Florida Supreme Court
In Re: Amendments to the Florida Family Law Rules of Procedure: The Court adopted proposed Rule 12.451 regarding taking testimony. This Rule mirrors Fla. R. Civ. P. 1.541, which authorizes a court to permit testimony at a hearing or trial by audio or video communication equipment by agreement of the parties or for good cause shown on written request of a party and reasonable notice to other parties. It became effective January 22, 2015.
Burkett v. Kalaw, attorneys fees; motion for rehearing. Trial court failed to include sufficient findings to support the attorney award but First DCA was constrained to affirm because Appellant did not file a motion for rehearing to alert the trial court to the deficiencies in the findings. Appellant also failed to provide a transcript, and without a transcript the court did not know what evidence was heard beyond the documents filed in the record and it was unknown what issues were preserved for review.
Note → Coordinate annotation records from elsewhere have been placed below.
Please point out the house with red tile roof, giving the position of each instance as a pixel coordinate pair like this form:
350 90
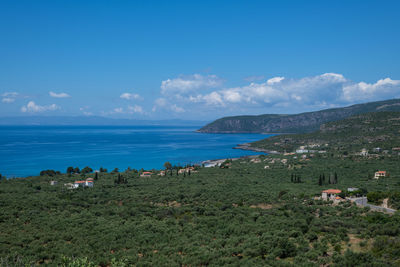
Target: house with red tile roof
380 174
146 174
330 194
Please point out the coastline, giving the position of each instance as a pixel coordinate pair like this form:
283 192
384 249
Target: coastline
247 146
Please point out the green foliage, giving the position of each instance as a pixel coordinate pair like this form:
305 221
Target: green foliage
297 123
86 170
241 215
346 136
167 165
49 173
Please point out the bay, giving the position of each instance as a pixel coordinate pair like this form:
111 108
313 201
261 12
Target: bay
26 150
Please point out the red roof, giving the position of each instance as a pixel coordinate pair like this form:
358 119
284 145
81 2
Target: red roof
332 191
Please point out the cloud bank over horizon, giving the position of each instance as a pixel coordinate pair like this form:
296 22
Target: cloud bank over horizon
277 94
208 97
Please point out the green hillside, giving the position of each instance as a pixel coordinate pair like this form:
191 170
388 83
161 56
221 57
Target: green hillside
370 130
296 123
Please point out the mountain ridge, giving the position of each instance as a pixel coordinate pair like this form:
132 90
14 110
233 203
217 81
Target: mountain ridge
294 123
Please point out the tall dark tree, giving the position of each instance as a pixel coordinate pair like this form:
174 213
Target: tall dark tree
167 165
70 170
86 170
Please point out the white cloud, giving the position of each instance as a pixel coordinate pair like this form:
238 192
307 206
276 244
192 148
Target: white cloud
136 109
118 110
275 80
8 100
59 95
320 91
129 96
177 109
162 103
9 97
254 78
190 83
10 94
386 88
32 107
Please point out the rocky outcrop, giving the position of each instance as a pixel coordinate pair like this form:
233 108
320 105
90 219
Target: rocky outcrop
297 123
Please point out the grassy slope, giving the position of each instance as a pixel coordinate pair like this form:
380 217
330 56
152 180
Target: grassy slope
203 219
378 129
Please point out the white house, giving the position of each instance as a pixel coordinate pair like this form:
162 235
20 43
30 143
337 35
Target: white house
380 174
330 194
146 174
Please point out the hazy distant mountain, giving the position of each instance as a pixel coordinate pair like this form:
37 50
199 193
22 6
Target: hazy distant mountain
91 120
297 123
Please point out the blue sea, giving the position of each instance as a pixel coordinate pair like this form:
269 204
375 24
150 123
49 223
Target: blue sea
26 150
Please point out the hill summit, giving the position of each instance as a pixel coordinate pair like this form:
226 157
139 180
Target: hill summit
294 123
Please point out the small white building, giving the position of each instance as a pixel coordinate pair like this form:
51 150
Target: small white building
352 189
330 194
364 152
380 174
146 174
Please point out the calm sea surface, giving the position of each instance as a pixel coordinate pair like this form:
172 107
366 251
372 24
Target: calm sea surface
26 150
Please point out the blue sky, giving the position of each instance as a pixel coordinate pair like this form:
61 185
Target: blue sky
195 59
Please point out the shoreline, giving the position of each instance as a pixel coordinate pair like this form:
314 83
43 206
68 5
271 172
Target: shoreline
247 146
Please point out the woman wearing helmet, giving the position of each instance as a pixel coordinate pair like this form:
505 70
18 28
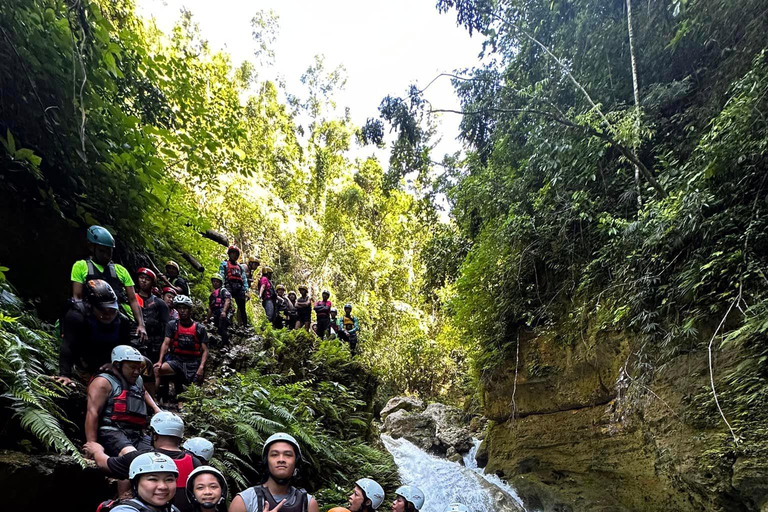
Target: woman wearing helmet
409 499
280 460
303 308
118 404
367 496
207 489
153 478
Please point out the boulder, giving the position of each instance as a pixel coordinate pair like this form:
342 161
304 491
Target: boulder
402 403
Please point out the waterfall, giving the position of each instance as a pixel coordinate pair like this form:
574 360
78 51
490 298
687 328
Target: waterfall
445 482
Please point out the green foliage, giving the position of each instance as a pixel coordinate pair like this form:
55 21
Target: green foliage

J.A.I. & J.K.C. v. B.R., petition for writ of certiorari re: order requiring genetic testing. Appellant sought a declaratory judgment naming JMC as father. Appellee (BR) filed a petition to determine paternity. The trial court compelled JAI and JKC to undergo genetic testing. The Second DCA held that the trial court departed from the essential requirements of law by ordering genetic testing per Appellee’s request because Appellee was precluded from bringing a cause of action to challenge the paternity of the child. This is because JAI & JKC (Appellants) signed notarized voluntary acknowledgements of paternity, and, pursuant to Section 742.10, Appellee could not bring a cause of action. Because the Appellants were married after the child’s birth, and because they had signed the acknowledgement of paternity before Appellee filed his paternity action, he could not file a cause of action under Chapter 742.
Card v. Card, attorneys fee award. Appellant/Wife sought a temporary attorneys fee award. The parties entered into a joint stipulation in which Husband agreed to pay Wife’s temporary attorneys fees. The parties also agreed that Husband would pay Wife’s attorney an equal amount of fees that he paid to his attorney if the amount exceeded $20,000. They also reserved the right to argue whether the temporary fee award would be deducted from equitable distribution or part of a final fee award. By the final hearing, Husband had paid $43,000 of Wife’s attorneys’ fees and costs, including $19,000 for expert fees. In the Final Judgment, the trial court denied wife’s request for an additional $73,000 in fees, limiting the amount to that which husband paid his counsel through the final hearing. Husband’s attorney requested an evidentiary hearing on the reasonableness of Wife’s fees; however, Wife opposed this and claimed that the parties had stipulated that Wife would get the same amount of fees that Husband had paid, even though the stipulation only addressed temporary fees. The trial court agreed and no hearing was held on the reasonableness of Wife’s fees. A Final Judgment was entered holding that he amount paid satisfied Wife’s fee claim. On appeal, Wife argued the opposite position – that the trial court “arbitrarily” capped her attorneys’ fee award at the amount that Husband incurred. She claimed that the trial court erred because it did not make a specific factual finding of reasonableness, as well as on need and ability to pay. However, under the doctrine of “invited error,” Wife could not assert such a position on appeal because she opposed Husband’s counsel’s request for a hearing on reasonableness. Accordingly, the Second DCA held that the trial court did not err in entering the fee award on a matching basis without specific factual findings about Wife’s need for fees and Husband’s ability to pay.